Another challenge he faced specifically preparing his senior art show was preparing all of the individual works.
“We make projects and pieces all the time for school projects, but not all of those – you know, they might not turn out so well, you might not get a great grade on them, but when it comes to your show you have to have A level, you have to have the best work you’ve ever done,” Cole said.
It was important for Cole to selectively choose the work included and make the changes necessary to make sure everything was show worthy.
“A lot of its been going back to old projects and kind of fixing them up, fixing where they went wrong and just making sure everything that’s hanging up in the show that I’m super proud of and I feel like it’s perfect, because you want it to be your best work,” he said.
The process of preparing the show started a long way back.
“There isn’t like an official start date,” he said. “I started working on it the start of my senior year just because I wanted to get things going so for when it was time for me to start actually planning and printing and setting out my show, I’d have more ready for it.”
Quite soon, now though, Cole will have the chance to relax a little.
“Once you get to the show’s opening [reception] all the pressure and stress is off,” Cole said. “Everything is done, it’s all hung up, all the pieces are done. You just get to enjoy the moment with all your friends or family and just have a good time.”

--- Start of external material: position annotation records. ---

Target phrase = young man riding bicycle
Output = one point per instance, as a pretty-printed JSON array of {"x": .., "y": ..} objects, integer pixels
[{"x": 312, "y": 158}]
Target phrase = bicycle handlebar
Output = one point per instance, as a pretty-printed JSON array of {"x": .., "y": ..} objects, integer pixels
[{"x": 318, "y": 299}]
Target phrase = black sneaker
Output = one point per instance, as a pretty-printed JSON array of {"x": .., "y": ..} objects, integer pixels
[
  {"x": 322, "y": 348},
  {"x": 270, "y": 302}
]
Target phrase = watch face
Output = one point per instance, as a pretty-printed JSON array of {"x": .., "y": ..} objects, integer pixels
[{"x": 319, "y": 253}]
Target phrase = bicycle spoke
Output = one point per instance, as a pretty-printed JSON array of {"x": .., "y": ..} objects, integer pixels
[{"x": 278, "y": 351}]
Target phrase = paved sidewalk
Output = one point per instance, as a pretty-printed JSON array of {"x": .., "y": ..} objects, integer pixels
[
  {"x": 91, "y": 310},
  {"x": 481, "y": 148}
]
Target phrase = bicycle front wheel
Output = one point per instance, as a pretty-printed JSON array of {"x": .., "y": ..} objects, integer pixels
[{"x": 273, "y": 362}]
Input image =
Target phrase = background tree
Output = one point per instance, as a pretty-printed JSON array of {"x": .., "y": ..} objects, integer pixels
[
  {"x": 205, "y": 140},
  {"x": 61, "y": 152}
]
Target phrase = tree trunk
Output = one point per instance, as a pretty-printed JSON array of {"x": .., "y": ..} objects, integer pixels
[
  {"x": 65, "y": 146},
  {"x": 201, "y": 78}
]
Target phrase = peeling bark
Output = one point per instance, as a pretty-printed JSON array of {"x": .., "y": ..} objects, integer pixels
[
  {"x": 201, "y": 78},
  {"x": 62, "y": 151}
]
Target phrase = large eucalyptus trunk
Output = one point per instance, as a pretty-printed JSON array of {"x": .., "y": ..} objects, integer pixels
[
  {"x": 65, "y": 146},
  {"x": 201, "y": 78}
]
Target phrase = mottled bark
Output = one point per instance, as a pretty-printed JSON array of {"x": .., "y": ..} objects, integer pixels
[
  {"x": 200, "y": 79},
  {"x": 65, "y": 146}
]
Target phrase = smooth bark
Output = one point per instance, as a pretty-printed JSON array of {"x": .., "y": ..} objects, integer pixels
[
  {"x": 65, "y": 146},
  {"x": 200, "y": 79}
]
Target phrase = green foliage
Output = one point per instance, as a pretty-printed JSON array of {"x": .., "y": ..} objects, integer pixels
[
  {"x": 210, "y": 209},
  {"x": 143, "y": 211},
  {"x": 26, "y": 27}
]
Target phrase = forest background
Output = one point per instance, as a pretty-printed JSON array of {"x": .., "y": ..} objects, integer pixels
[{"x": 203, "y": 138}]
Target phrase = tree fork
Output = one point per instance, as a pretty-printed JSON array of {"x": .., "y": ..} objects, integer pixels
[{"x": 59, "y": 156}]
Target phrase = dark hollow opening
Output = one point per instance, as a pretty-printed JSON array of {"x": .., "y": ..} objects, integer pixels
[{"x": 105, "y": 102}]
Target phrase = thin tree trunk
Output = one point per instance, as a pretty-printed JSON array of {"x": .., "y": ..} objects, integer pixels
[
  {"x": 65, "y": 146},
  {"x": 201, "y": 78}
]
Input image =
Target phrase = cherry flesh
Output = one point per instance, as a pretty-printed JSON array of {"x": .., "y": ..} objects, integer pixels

Cole hopes to find work as a commercial graphic designer after college.
“After college […] work in an industry where you can create graphics, marketing or advertising, photograph product and create content for the world to enjoy,” he said.
Other graduates of OBU’s graphic design program have successfully found work in similar fields.
According to the OBU website, “Students find a variety of contexts in which to work professionally — large and small design firms as well as in-house creative departments.”
Cole’s personal history at OBU suggests the potential for great things in his future.
“He’s a remarkable young man, a talented designer and a very hard worker,” Fuller said. “Caleb has served in leadership in Art Club and also has served for a couple of years as our lab monitor in the Mac lab, which is sort of a tutoring role, as he helps underclassmen with projects.”